By Hannatu Sadiq
Vote counting in Ethiopia is still ongoing following Monday’s parliamentary elections.
Spokeswoman of National Election Board of Ethiopia, Solyana Shimeles gave report of an impressive turnout but declined to give figures.
“We have done with the election day yesterday and which was largely peaceful except for two polling stations where we had some incidents, one is like in Oromia region where our poll workers reported that they had been threatened so they left polling station on midday and that was it.
The other incident was in Amhara region, where individuals, who were in the line, were fighting each other so polling was disruptred for some time,” NEBE’s Solyana Shimeles said.

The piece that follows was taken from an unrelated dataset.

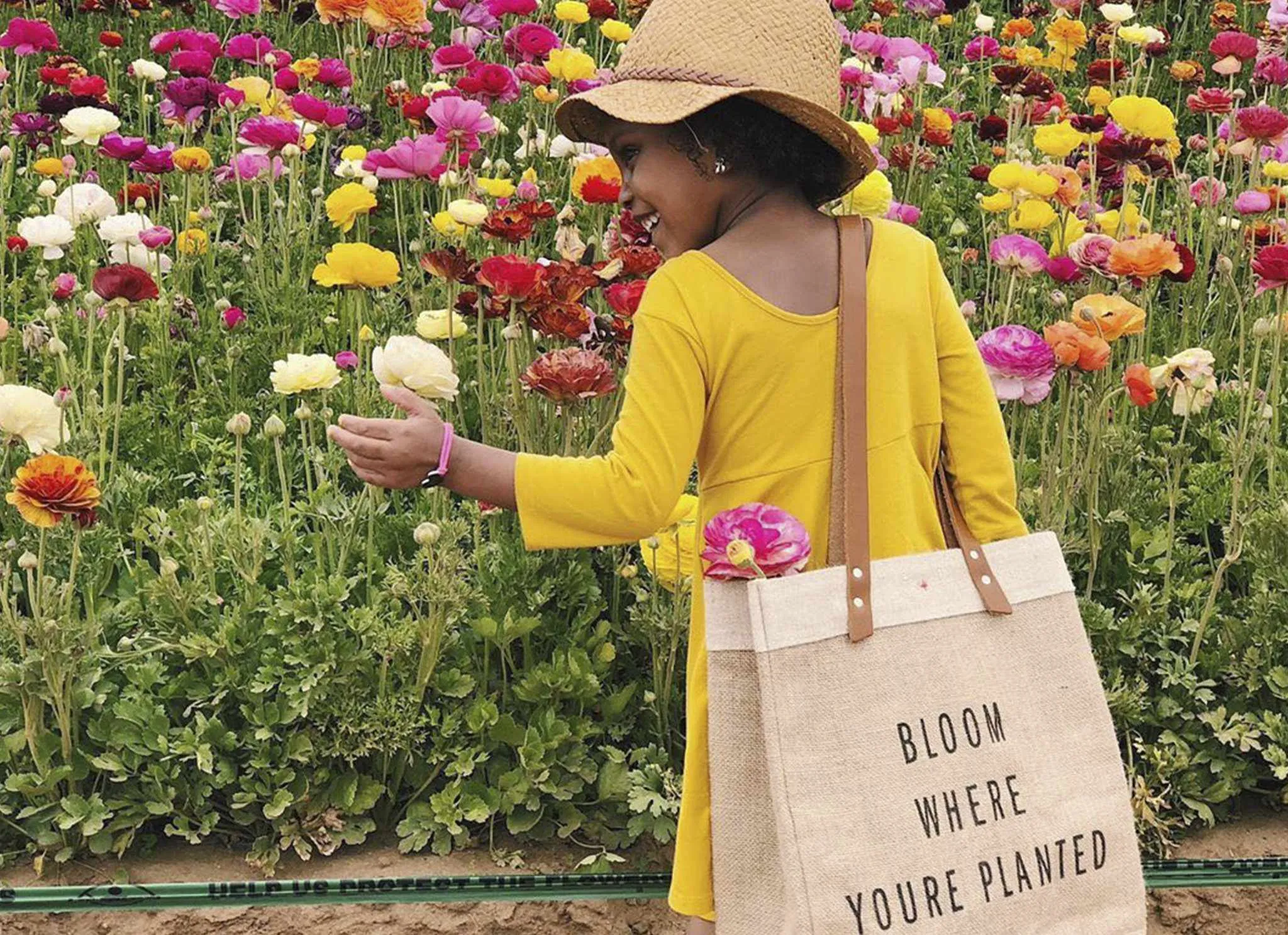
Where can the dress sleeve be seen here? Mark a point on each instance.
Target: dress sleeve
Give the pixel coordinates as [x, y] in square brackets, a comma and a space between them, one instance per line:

Other than those two polling stations, some 110, a fifth of the East African nation’s, could not allow voters to participate in the elections, as a result of the ongoing war in Tigray, logistical issues and insecurity.
Nevertheless, those who could vote said they were happy to go to the polls.
“Ethiopia had in time past recorded unfair elections as it was under dictatorship regime. It was difficult to hold free and fair elections, even though that administration claimed to be free and fair. This time around, is very transparent, that makes me happy. The procedure was very nice,” Geremew Ararsa said after casting his vote.
In a statement published on social media, Prime Minister Abiy Ahmed welcomed the “nation’s first free and fair election”.
“Pictures are a thousand words and they show the earnestness, commitment to peace and the democratic process, by our people,” he said on Twitter.
Abiy was facing voters for the first time since coming to power in 2018, and his ruling party is expected to secure a comfortable majority.
Some opposition parties reported dissatisfaction, alleging voting interference and intimidation of their observers at polling station despite the reports recorded so far.
NEBE said the much anticipated results should be published in the next few days.